そこまで結構緊迫感のあるシーンが続くのだけれど、明日香の着ている服が悪趣味でおかしかったり、時々笑わせるところがあってその緊迫感もなんだかおかしい。
明日香がクワイエットルームを出ると、物語も落ち着き、緊迫感もなくなって、コメディらしくなっていく。このあたりは精神病患者をネタにするということで、難しい部分もあるかもしれないが、そこは松尾スズキ、その笑いには愛のようなものが込められていて見ていていやな感じはしない。
松尾スズキも、宮藤官九郎も、荒川良々も、大人計画の面々はどうも異形のものにたいする愛を感じさせる作品を作ったり、そのような作品に出たりすることが多い。特に思ったのは荒川良々が主演した『全然大丈夫』だが、この作品しかり、松尾スズキの『恋の門』しかり、宮藤官九郎の『真夜中の弥次さん喜多さん』しかりである。そしてそれが魅力的なのだ。

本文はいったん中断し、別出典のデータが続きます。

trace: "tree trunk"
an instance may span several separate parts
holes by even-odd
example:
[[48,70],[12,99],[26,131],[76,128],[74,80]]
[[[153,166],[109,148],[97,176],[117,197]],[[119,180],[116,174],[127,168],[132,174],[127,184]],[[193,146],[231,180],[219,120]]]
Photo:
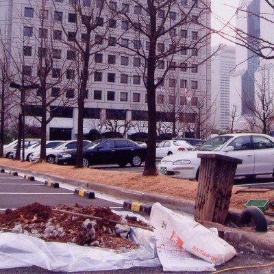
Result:
[[5,84],[2,82],[2,90],[1,95],[1,125],[0,125],[0,157],[3,156],[4,146],[4,129],[5,129]]

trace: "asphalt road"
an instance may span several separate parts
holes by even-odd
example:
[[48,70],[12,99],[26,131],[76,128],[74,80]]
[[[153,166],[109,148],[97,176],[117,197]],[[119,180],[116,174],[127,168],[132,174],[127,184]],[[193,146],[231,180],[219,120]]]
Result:
[[[116,166],[104,167],[107,170],[115,170],[121,169]],[[140,168],[142,171],[142,168]],[[142,167],[143,169],[143,167]],[[127,171],[129,168],[123,169]],[[141,171],[140,171],[141,172]],[[19,173],[19,175],[21,175]],[[38,179],[38,178],[37,178]],[[271,183],[272,178],[260,177],[256,180],[264,182],[264,184]],[[250,183],[250,181],[247,181],[245,178],[237,179],[236,183]],[[45,179],[44,179],[45,182]],[[30,181],[24,179],[21,176],[12,176],[8,173],[0,173],[0,210],[3,210],[5,208],[16,208],[35,201],[53,206],[56,204],[67,203],[74,205],[75,203],[83,206],[88,206],[90,203],[94,206],[110,206],[114,208],[121,209],[123,201],[121,201],[115,197],[106,196],[99,193],[95,193],[95,199],[90,199],[83,197],[74,195],[73,186],[60,184],[60,188],[54,188],[51,186],[45,186],[44,182],[40,181]],[[258,187],[258,182],[256,182]],[[251,185],[253,184],[251,184]],[[273,184],[271,184],[273,185]],[[218,271],[236,266],[258,265],[262,266],[271,262],[271,260],[269,260],[260,256],[245,252],[238,251],[237,257],[227,262],[225,266],[217,266]],[[53,273],[45,269],[42,269],[36,266],[25,267],[25,268],[15,268],[9,269],[0,269],[0,274],[36,274],[36,273]],[[55,272],[56,273],[56,272]],[[163,273],[162,267],[157,268],[140,268],[134,267],[130,269],[125,270],[115,270],[115,271],[92,271],[92,272],[78,272],[80,274],[86,273],[138,273],[138,274],[158,274]],[[183,273],[183,272],[181,272]],[[240,270],[229,269],[225,273],[274,273],[274,264],[267,267],[254,267],[252,269],[242,269]],[[188,274],[192,274],[193,272],[188,272]],[[208,273],[208,272],[201,272],[201,273]]]

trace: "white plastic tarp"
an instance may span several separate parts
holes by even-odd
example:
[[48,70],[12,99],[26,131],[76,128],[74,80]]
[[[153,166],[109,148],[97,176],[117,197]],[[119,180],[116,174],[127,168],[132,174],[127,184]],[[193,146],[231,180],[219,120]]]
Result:
[[[206,262],[194,257],[186,253],[184,249],[178,249],[177,246],[172,245],[169,235],[162,231],[162,219],[167,221],[171,225],[174,225],[172,231],[175,231],[179,235],[179,232],[184,232],[186,228],[182,227],[182,231],[178,230],[177,225],[180,225],[182,221],[179,214],[171,214],[170,217],[173,219],[171,221],[171,219],[168,220],[166,216],[166,214],[170,214],[171,211],[169,212],[169,210],[158,203],[154,205],[151,216],[155,227],[154,232],[140,228],[132,229],[132,240],[140,245],[137,250],[117,253],[113,250],[99,247],[45,242],[24,234],[0,233],[0,269],[35,265],[51,271],[68,273],[127,269],[134,266],[157,267],[160,266],[162,263],[164,271],[214,271],[214,264],[212,262]],[[123,216],[132,215],[128,212],[119,214]],[[142,219],[142,217],[139,216],[139,219]],[[184,225],[189,226],[191,223],[188,221]],[[195,227],[191,226],[187,230],[193,229]],[[204,229],[207,229],[205,227]],[[190,232],[187,232],[186,236],[191,242],[189,233]],[[213,236],[214,234],[209,230],[208,233]],[[205,234],[202,234],[201,236],[203,237]],[[199,238],[195,234],[192,236]],[[207,235],[206,239],[214,239],[211,243],[207,242],[208,245],[212,245],[211,247],[208,247],[208,249],[219,248],[219,245],[214,245],[218,242],[215,240],[215,238],[210,238]],[[225,259],[227,258],[227,256],[225,256]]]
[[237,255],[234,247],[210,229],[159,203],[152,206],[150,223],[157,233],[162,234],[182,249],[214,265],[224,264]]

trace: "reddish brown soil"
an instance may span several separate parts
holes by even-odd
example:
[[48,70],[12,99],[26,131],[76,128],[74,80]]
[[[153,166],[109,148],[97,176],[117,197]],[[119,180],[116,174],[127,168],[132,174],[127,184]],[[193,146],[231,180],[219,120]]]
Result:
[[[91,221],[93,221],[92,216],[95,216],[95,237],[91,237],[89,229],[83,226],[83,222],[87,217],[63,213],[60,212],[61,210],[88,215]],[[127,216],[126,219],[129,226],[132,223],[147,226],[145,223],[131,217]],[[45,236],[45,230],[49,220],[55,227],[62,227],[63,233],[52,233]],[[136,243],[121,238],[114,232],[116,223],[121,221],[121,217],[108,208],[94,208],[92,206],[83,207],[76,204],[75,206],[59,206],[51,208],[35,203],[14,210],[8,209],[4,214],[0,214],[0,231],[10,232],[15,225],[21,224],[25,233],[27,231],[30,235],[34,235],[33,231],[35,229],[36,235],[40,235],[38,238],[46,241],[96,245],[116,250],[137,248]]]

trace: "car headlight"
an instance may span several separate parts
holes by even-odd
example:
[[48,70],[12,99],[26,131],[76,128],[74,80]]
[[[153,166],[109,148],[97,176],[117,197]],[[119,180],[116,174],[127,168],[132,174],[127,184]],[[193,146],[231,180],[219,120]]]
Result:
[[61,157],[62,157],[63,158],[68,158],[71,157],[71,154],[68,153],[61,154]]
[[173,164],[190,164],[190,162],[191,162],[189,160],[178,160],[177,161],[174,162]]

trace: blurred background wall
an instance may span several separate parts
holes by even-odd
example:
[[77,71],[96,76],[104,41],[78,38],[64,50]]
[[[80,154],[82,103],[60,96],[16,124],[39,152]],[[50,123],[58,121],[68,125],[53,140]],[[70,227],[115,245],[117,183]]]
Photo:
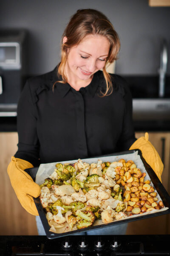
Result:
[[118,33],[121,48],[116,73],[158,74],[162,39],[170,46],[170,8],[150,7],[147,0],[1,0],[0,29],[28,30],[28,76],[54,68],[64,29],[71,15],[84,8],[103,12]]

その異形への愛というのは、異形というものに込められた半端なものたちへの愛だろう。そして精神病院というのはそんな半端な人たちが集まる場所、半端なというのと病的な、そして異形のというものが緩やかにつながっている場所である。そこに集う人々はどこかおかしいのだろうけれど、そのおかしさというのがどのくらいのものなのか、彼らのおかしさは“普通”とどのくらい違うのか。りょう演じる江口と患者の境はどこにあるのか。平岩紙演じる山岸は看護をすることで自分が患者の側に落ち込むのを防いでいるのではないか。

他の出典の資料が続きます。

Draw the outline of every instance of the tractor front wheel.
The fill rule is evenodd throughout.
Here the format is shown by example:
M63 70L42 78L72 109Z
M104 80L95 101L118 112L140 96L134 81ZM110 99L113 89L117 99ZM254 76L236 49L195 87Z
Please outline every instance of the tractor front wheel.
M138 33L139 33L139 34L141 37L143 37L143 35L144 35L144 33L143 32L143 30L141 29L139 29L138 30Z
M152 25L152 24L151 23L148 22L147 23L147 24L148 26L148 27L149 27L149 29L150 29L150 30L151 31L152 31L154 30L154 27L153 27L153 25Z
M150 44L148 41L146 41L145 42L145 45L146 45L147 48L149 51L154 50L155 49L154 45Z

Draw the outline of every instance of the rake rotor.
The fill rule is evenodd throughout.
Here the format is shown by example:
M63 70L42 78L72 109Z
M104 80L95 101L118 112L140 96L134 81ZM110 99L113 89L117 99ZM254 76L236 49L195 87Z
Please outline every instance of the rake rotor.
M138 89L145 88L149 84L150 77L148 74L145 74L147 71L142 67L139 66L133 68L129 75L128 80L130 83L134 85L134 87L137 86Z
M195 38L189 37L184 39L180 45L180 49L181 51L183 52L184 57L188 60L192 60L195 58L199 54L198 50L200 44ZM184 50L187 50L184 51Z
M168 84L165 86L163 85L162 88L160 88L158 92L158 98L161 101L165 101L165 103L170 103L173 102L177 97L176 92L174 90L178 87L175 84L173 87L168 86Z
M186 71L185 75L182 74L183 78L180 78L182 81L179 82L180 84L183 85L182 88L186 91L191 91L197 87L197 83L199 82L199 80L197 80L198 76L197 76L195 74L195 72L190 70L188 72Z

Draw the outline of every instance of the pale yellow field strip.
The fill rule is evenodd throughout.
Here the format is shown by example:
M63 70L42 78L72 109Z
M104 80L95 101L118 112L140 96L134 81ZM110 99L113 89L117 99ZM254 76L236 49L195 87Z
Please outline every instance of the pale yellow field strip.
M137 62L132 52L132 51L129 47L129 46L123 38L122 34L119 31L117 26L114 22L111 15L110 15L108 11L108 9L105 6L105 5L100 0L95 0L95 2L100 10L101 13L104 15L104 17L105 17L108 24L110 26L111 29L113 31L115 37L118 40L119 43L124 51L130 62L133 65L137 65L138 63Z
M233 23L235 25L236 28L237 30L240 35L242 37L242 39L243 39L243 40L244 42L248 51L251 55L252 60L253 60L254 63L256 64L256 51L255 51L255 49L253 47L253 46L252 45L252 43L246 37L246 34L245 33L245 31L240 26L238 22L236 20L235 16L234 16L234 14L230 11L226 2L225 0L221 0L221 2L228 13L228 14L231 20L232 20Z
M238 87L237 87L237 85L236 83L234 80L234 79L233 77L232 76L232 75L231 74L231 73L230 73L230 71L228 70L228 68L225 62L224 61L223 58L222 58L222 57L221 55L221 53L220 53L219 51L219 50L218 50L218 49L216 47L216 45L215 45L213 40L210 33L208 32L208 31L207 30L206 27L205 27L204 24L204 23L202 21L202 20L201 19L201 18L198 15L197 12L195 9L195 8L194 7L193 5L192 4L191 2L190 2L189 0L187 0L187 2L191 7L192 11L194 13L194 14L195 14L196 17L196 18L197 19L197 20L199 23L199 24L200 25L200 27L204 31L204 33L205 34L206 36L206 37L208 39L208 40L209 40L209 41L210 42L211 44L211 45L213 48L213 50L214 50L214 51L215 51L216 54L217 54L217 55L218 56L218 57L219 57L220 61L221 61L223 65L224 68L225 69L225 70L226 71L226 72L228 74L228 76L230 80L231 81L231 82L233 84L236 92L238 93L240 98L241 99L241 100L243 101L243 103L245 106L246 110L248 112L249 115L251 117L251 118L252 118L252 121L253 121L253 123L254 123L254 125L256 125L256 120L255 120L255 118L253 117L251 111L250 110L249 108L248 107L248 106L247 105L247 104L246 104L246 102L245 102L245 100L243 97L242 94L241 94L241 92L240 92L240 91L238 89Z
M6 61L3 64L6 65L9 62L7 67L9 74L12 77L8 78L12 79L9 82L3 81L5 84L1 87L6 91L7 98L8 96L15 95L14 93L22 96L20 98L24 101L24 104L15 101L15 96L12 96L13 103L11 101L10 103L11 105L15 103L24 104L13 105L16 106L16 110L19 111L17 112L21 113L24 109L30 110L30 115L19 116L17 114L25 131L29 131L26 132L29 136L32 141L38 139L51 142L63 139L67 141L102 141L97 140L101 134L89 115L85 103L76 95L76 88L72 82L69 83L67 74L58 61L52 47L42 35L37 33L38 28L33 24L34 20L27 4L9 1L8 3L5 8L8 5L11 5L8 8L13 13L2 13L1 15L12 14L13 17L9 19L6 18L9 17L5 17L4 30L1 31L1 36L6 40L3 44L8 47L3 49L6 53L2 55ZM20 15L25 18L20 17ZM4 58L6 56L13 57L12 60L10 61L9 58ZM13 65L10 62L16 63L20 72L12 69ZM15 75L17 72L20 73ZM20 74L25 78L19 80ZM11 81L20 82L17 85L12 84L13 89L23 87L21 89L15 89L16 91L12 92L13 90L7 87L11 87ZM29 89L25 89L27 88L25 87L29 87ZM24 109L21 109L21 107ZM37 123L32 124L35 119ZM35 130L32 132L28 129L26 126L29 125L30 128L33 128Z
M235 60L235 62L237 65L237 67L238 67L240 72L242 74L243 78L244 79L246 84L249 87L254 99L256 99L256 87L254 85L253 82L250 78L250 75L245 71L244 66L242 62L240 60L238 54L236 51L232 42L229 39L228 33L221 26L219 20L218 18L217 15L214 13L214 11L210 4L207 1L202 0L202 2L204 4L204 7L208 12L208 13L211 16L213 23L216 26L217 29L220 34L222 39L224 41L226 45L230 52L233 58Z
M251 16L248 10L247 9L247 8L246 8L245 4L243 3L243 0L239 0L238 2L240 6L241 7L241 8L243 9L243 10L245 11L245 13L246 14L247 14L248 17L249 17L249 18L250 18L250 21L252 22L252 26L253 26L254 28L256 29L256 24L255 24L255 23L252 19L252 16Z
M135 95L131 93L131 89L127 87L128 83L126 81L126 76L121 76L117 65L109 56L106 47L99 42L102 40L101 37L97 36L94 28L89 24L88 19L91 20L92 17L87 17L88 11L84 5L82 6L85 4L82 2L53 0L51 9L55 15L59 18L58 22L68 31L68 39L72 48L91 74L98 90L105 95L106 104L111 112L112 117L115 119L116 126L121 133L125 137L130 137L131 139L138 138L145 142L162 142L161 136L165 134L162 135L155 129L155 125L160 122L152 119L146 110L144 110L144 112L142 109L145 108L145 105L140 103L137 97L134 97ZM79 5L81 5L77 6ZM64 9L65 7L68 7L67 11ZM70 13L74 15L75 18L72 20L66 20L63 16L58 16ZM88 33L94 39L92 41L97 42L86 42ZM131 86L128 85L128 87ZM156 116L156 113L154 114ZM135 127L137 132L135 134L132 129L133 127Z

そして物語が終盤に差し掛かると、映画はシリアスな方向へと進む。明日香、蒼井優演じるミキ、普通に見える彼女たちが抱える瑕、自分でも気づかない心の奥底に閉じ込められたひずみ、それは誰もが抱えているかもしれないひずみである。それがどのように表に出るかはわからない。それが極端な形で出ることで治癒する機会を得た彼女達は実は幸せなのかもしれない。それを押し殺し続け、自分が苦しんでいることにも気づかないまま苦しい人生を送る人々、そんな人々がいることをこの映画はそっと告げる。
そのシリアスな部分の描写には大竹しのぶがベテランの力を発揮している。自分で対処しきれないひずみや苦しみをすべて外へ向ける彼女は、周囲の人たちの心に眠る病を抉り出す。それを大竹しのぶは見事に演じている。最後には彼女が憎くてしょうがなくなるのだが、それでいいのだ、その悪役のおかげでこの物語は焦点が明らかになる。そのあたりの心理描写は『カッコーの巣の上で』や『17歳のカルテ』といった精神病院を描いた名作に劣らない。
そして、ただそれだけではなく最後まで笑いも忘れない。やはり松尾スズキは稀有な才能なのだ。世間では何故か宮藤官九郎のほうが人気だが、深さという点では松尾スズキに軍配が上がる。なかなか気難しいというか、どこか変質狂的なところがありそうだから、なかなか一般受けはしないのかもしれないが、やはり凄い。